Innervisions is the best of the lot, a rather efficient affair that features a daring musical palette, a constant groove, a spiritual bent, and lyrical precision, perfectly delivered.
Standing tall even in a collection of great tracks is "Living For The City", a song of unmistakable intent, and one of those songs that demands to be turned up and played loud. A microcosmic story of, basically, being black in America, it is one of those cuts that makes you think and dance. The album version, seldom heard on AM radio at the time, contains the audio-drama of a young man going to the city, aiming for bigger and better things, getting duped and railroaded, and, ultimately, thrown in jail for a decade, for the crimes of being naive, and in the wrong place at the wrong time. Oh, and being black had something to do with it, too.
It is a vicious track, and the last two verses, after the audio-drama, has Stevie, one of rock's more underrated vocalists, a singer of effortless clarity and joyous expression, growling the lyrics in truly scary fashion. He simply tears the mess up. The story is that his engineers kept ticking him off by stopping the takes. I don't know if that's true or not, but, sweet lord, he sounds righteously pissed.

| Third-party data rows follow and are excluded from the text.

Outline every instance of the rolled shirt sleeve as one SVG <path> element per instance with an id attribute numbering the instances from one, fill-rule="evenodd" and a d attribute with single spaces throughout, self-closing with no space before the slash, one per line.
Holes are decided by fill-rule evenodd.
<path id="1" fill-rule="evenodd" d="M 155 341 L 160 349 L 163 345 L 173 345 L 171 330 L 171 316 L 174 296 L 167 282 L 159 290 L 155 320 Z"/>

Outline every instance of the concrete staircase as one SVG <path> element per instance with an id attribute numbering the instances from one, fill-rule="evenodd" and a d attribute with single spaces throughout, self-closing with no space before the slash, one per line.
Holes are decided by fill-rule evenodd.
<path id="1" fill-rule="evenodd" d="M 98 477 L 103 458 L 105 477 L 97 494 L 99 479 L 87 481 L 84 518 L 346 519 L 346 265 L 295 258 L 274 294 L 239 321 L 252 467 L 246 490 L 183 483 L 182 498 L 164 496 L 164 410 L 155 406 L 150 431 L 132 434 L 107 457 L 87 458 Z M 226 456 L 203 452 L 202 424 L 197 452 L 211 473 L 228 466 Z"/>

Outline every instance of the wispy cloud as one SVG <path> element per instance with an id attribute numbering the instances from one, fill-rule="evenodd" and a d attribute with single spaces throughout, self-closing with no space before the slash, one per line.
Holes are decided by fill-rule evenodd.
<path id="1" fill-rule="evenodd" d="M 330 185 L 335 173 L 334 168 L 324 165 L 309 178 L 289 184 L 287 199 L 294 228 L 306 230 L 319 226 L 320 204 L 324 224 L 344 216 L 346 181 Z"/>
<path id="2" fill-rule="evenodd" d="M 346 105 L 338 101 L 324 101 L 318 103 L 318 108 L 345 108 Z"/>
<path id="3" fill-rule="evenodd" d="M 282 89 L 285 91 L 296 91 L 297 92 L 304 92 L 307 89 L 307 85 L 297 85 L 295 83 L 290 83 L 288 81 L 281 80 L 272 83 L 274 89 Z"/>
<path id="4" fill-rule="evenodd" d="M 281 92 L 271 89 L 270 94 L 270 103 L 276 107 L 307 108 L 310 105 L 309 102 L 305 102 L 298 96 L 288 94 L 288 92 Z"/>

The album has also gained a somewhat mystical rep, as he was in a severe car crash days after it's release, and was in a coma for a few says. Even though "Higher Ground" was recorded before that, it foreshadows the deeply felt spirituality Wonder would embrace, and has become an anthem for oppressed people everywhere, similar to Bob Marley's "Redemption Song" in it's declaration that personal consciousness must be raised before true freedom, of any type, can be attained.